Или это его фантазии? Мнительность? Надо постараться повернуть все на шутку. Не пропадать же последнему вечеру перед больницей.
— Словом, шагайте-ка на кухню и принимайтесь за посуду, — примирительно буркнул он, — не ждите, когда мать сделает все за вас.
Это был выход из положения, который они все охотно приняли и радостно сорвались с места. У него остался в душе осадок. Он не покидал его во сне и возник снова, когда собрались рано утром, перед отъездом — на завтрак. Все какие-то хмурые, раздражительные, взъерошенные. Торопливые, словно бы главное в жизни — выпить по глотку на скорую руку сваренного Ларисой кофе и погрузиться в машину. Толя приехал чуть свет и уложил в багажник весь его больничный НЗ, большую часть которого составляли машинка, диктофон и несколько завязанных тесемками папок с рукописями из архива.

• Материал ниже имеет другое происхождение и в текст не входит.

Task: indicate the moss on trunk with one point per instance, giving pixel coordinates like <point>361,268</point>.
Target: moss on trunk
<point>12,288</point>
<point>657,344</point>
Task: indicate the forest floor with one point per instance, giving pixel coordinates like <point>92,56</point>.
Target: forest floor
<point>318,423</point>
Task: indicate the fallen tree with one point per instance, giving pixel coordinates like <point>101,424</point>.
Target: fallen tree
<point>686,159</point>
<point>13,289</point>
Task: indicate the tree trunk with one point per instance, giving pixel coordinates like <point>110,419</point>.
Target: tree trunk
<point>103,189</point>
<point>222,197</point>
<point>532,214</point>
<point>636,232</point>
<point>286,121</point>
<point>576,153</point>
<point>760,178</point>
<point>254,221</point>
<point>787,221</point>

Первые минуты, когда машина тронулась, молчали. И чтобы молчание это, которое К.М. все связывал со вчерашним разговором, не было столь заметным и тягостным, он попросил Толю включить приемник.
По радио Алексей Баталов читал «Войну и мир». «Когда человек видит умирающее животное, ужас охватывает его... Но когда умирающее есть человек, и человек любимый — ощущаемый, тогда, кроме ужаса перед уничтожением жизни, чувствуется разрыв и духовная рана, которая, так же как и рана физическая, иногда убивает, иногда залечивается, но всегда болит и боится внешнего раздражающего прикосновения».